Figure 1.
Proposed pathways for the synthesis of hydroxy-, keto-, methoxy- and epoxymycolic acids in mycobacteria [7], [24].
A common intermediate for various R groups is used as the starting point. Where MmaA2 and CmaA2 are involved in the formation of cis cyclopropane group, CmaA2 and an yet to identified enzyme (indicated by?) catalyze trans-cyclopropanation [48], [67]. The details of the individual R groups are shown in Fig. S1. * indicates that it is not known whether the cyclopropanation step follows or precedes oxygenation. All protons (except for the isolated groups) that have been target for NMR data analysis have been shown in red. The OH group shown in italics and underlined in the box at the left corner of the figure was converted to a methoxy group during saponification of mycolic acids; the process generated mycolic acids methyl esters (MAMEs).
Figure 2.
Comparison of the primary structures of Rv0132c (fHMAD) and three Mer homologs, Fgd1, MkMer and Adf.
A ClustalW comparison was refined manually based on X-ray crystallographic structures of F420-dependent glucose-6-phosphate dehydrogenase (Fgd1) of Mycobacterium tuberculosis, F420-dependent methylenetetrahydromethanopterin reductase from Methanopyrus kandleri (MkMer), and F420-dependent secondary alcohol dehydrogenase (Adf) from Methanoculleus thermophilicus [32], [39], [40], [68]. Residue labels: yellow shade and underlined, determined F420-binding residue; yellow shade, predicted F420-intercating residue; turquoise shade, forming positively charged pocket for binding the phosphate of glucose-6-phopsphate in Fgd1; green shade, residue involved in binding a citrate ion [32].
Figure 3.
Thin layer chromatography (TLC) profiles of methyl esters of mycolic acids extracted from various Mycobacterium smegmatis strains grown in the absence and presence of PA-824.

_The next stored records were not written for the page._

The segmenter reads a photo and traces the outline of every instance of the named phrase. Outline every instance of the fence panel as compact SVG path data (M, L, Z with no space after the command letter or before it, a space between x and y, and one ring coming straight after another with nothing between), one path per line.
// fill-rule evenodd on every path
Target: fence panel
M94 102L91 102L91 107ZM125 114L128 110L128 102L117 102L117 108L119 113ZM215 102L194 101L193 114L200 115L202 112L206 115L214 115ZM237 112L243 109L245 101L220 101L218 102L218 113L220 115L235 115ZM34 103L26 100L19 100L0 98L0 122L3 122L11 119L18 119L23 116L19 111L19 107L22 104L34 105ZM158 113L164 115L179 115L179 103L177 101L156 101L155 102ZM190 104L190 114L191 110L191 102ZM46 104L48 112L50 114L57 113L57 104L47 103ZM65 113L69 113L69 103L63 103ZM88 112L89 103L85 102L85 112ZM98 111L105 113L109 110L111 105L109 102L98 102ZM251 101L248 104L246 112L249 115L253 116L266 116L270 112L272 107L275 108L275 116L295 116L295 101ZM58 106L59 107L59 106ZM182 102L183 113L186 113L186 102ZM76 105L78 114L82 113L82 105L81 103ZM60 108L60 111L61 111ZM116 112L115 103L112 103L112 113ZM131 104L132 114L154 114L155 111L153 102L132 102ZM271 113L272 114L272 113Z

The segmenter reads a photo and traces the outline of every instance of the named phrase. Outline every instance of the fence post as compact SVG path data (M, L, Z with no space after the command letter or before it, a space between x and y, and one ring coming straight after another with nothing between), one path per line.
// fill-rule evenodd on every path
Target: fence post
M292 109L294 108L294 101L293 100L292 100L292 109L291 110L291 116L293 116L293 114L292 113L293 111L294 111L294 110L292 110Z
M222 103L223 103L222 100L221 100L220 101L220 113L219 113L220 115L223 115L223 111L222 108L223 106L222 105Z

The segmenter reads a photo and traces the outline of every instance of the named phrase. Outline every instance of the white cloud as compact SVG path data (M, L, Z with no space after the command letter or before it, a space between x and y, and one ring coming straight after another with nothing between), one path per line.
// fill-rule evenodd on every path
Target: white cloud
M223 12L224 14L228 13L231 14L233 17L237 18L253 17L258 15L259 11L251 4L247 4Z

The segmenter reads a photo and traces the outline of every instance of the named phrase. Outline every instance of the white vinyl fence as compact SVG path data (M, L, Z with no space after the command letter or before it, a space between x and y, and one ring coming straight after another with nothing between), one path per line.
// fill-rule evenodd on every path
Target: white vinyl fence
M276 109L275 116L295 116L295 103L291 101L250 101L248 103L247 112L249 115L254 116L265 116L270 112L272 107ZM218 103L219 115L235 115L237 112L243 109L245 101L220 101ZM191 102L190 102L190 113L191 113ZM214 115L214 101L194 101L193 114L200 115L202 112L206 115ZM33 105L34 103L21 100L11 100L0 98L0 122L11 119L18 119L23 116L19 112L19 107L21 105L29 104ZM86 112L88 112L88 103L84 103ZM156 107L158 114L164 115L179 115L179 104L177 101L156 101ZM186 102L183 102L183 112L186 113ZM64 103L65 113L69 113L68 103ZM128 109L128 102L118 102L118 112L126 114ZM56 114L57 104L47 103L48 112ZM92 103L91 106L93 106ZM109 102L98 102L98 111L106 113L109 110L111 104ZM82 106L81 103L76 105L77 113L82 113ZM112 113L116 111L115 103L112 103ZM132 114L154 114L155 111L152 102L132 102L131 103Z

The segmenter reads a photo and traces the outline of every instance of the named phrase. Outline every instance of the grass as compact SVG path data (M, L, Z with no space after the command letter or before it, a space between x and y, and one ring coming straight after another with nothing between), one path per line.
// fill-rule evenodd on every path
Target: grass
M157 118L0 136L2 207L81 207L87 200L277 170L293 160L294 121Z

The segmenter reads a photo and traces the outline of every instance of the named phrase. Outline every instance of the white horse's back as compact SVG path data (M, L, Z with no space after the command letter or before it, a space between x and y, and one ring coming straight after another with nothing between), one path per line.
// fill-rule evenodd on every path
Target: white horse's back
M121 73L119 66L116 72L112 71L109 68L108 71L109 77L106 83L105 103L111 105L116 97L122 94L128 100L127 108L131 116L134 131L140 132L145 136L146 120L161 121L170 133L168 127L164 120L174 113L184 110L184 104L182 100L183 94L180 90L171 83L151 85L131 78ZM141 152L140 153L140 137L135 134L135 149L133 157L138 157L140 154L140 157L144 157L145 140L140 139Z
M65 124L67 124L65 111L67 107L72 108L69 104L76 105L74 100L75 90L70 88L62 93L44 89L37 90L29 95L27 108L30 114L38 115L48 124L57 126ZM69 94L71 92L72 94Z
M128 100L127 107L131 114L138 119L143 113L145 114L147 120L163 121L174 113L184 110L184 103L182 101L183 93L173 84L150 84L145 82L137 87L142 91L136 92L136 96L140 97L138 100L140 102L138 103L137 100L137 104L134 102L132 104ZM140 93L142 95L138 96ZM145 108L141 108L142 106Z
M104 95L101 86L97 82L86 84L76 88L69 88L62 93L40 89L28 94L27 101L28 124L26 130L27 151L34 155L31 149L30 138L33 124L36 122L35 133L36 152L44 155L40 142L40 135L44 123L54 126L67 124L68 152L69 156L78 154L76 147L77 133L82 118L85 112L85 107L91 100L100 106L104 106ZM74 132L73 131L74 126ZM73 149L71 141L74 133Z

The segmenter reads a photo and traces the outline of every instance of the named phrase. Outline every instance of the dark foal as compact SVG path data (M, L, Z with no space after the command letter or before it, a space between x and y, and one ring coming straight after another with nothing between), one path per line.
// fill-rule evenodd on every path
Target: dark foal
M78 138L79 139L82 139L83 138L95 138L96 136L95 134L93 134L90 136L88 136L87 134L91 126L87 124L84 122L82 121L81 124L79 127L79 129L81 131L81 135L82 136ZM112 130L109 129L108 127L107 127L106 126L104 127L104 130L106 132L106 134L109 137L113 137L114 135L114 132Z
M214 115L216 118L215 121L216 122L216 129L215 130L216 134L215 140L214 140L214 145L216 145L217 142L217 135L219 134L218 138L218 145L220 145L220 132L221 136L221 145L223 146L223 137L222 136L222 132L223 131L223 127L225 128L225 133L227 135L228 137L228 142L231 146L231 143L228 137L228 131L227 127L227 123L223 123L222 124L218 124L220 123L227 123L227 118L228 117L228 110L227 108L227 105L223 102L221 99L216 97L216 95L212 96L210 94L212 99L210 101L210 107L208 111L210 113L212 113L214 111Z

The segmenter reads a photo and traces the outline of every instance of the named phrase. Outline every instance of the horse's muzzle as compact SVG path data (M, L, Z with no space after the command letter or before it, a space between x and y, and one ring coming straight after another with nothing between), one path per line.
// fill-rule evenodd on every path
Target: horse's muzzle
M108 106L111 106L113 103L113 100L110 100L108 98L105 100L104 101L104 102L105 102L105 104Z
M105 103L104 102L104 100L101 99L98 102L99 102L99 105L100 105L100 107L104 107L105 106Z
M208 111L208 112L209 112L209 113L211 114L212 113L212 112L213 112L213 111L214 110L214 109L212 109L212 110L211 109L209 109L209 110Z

Wild type (wt) and ΔfbiC strains of M. smegmatis carrying the indicated plasmids were analyzed (lane label, name of plasmid): None, no plasmid; pSMT3, pSMT3 (vector control); hma, pEP-hma; rv0132c, pEP-rv0132c; rv0132c/hma, pEP-rv0132c/hma. (+) and (-), cultivation of M. smegmatis (pEP-rv0132c/hma) with and without PA-824 (100 microgram per ml), respectively. Mycolic acid types: α, α′, epoxy (E), hydroxy (H), and keto (K) [Fig. S1 shows the respective chemical structures.]. Panel A: rv0132c causing the conversion of H-MAs to K-MAs in wild-type M. smegmatis; Panel B: Requirement of fbiC for the production of K-MAs in M. smegmatis (pEP-rv0132c/hma) [Note: The left most lane is for wt strain, used as control]. Panel C: Inhibition of the production of K-MAs in M. smegmatis (pEP-rv0132c/hma) by PA-824.
Figure 4.
MALDI-TOF mass spectra of methyl esters of hydroxymyoclic acids (A) and ketomycolic acids (B) recovered from engineered Mycobacterium smegmatis strains.
Hydroxymycolic acids were obtained from the lane hma and ketomycolic acids were from lane rv0132c/hma (Fig. 3A). Only a part of each spectrum is shown and the annotations for the ion masses are based on reference [23]: labels H & K, ions from hydroxy- and ketomycolic acids preparations; numbers 77–82: total number of carbon atoms in free acids. The unlabeled peaks belong to unidentified species that were present in both preparations.
Figure 5.
Proton NMR spectra of methyl esters of mycolic acids recovered from engineered Mycobacterium smegmatis strains.
The sources of hydroxymycolic acids or H-MAs (A) and Ketomycolic acids or K-MAs (B) were same as that indicated in the legend of Fig. 4. Epoxymycolic acids or E-MAs (C) were from lane “None” in Fig. 3. In each case the inset shows expansion of the relevant regions.